Although there are numerous studies about remote work out there, few of them investigated the effects of working from home during disasters. The study discovered that stress, isolation, travel restrictions, business closures, and the absence of educational, childcare, and fitness facilities tend to take a toll on individuals working from home. 

“Rather than working in a remote office or well-appointed home office, some people are working in bedrooms, at kitchen tables, and on sofas while partners, children, siblings, parents, roommates, and pets distract them. Others are isolated in a studio or one-bedroom apartment. With schools and childcare closed, many parents juggle work with not only childcare but also homeschooling or monitoring remote schooling activities and keeping children engaged. Some professionals have the virus or are caring for ill family members”, the study shows. 

Pandemic Brings Bank Low-code Development Tools

Although the use of low-code has been on the rise over the past years, the COVID-19 pandemic brought about a major spike. Many companies, big and small, found themselves forced to reinvent their established practices and client services. 

A research study released in November 2020 by Nuxeo revealed that almost two-thirds of software developers have increased their use of low-code development tools in 2020. The research also found that 70% of software developers believe digital transformation has become more of a priority to their enterprise since the outbreak of the coronavirus pandemic. However, 47% of those surveyed say they lack the tools to build applications and products to meet short deadlines. Additionally, 44% say their business has abandoned application projects because they took too long, according to the research cited by SolutionsReview.

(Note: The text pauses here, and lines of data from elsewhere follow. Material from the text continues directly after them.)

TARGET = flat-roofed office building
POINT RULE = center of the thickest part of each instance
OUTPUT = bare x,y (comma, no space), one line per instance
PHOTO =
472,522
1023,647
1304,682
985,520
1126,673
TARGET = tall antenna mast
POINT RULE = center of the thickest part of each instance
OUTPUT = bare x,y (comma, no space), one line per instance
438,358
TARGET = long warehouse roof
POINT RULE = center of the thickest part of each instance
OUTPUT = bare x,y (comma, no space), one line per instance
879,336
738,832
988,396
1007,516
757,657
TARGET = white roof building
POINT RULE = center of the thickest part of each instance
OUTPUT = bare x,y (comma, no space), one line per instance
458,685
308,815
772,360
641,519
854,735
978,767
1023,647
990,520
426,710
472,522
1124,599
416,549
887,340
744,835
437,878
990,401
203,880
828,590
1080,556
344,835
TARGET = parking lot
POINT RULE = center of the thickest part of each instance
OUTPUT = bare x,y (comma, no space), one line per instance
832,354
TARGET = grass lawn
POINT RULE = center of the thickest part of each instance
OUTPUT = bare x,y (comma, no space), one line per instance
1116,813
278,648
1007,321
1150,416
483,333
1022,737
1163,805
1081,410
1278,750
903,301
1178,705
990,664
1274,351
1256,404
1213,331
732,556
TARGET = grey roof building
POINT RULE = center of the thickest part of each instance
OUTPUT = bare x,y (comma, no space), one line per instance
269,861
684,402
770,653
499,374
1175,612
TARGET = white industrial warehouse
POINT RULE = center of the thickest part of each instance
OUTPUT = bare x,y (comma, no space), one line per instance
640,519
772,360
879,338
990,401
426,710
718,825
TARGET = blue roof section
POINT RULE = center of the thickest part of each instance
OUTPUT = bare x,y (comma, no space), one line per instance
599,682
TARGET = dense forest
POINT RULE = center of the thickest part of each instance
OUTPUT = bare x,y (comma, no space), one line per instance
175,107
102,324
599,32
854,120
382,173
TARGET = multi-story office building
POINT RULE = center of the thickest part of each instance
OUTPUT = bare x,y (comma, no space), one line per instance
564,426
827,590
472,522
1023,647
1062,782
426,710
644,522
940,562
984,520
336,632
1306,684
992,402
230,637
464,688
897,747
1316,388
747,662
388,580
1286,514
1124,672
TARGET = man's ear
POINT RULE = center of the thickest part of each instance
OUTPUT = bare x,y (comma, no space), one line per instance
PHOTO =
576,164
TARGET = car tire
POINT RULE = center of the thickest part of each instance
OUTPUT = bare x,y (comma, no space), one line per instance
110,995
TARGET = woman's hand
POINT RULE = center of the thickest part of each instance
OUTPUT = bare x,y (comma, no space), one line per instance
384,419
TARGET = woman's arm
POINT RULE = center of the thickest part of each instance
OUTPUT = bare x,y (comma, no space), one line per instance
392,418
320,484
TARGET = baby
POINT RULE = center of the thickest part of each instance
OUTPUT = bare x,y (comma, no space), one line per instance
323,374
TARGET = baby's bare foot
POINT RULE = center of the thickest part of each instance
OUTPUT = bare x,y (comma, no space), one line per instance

„The pandemic has only served to accelerate digital transformation programs that were already underway, with businesses having to shift further online, provide new customer experiences, and deliver better products quicker than ever. Organizations need the right tools to improve agility, flexibility, and to respond to market demands quicker — for content-based applications; the right tools mean low-code development”,  Chris McLaughlin, chief product and marketing officer at Nuxeo, said in a press statement. 

New Challenges Require New Tools

As working from home quickly became the norm, employees faced new challenges with new tools, which led to many workplace-collaboration apps reporting record sales. Some software categories increased their customer base greatly, taking advantage of the increased demand for certain services. 

In order to facilitate communication with each other and with clients, staff started to take advantage of collaborative video tools or business management software. For example, Zoom’s revenues surged more than 100% in the second quarter of 2020, while customer growth rose by a whopping 458% compared to the corresponding period of last year. Other productivity tools, such as Slack or Rocket Chat, have skyrocketed as well.

The COVID-19 crisis certainly had a big impact on most businesses. As the pandemic continues to push big changes at a faster pace than we ever imagined, hardly any global industry will be spared.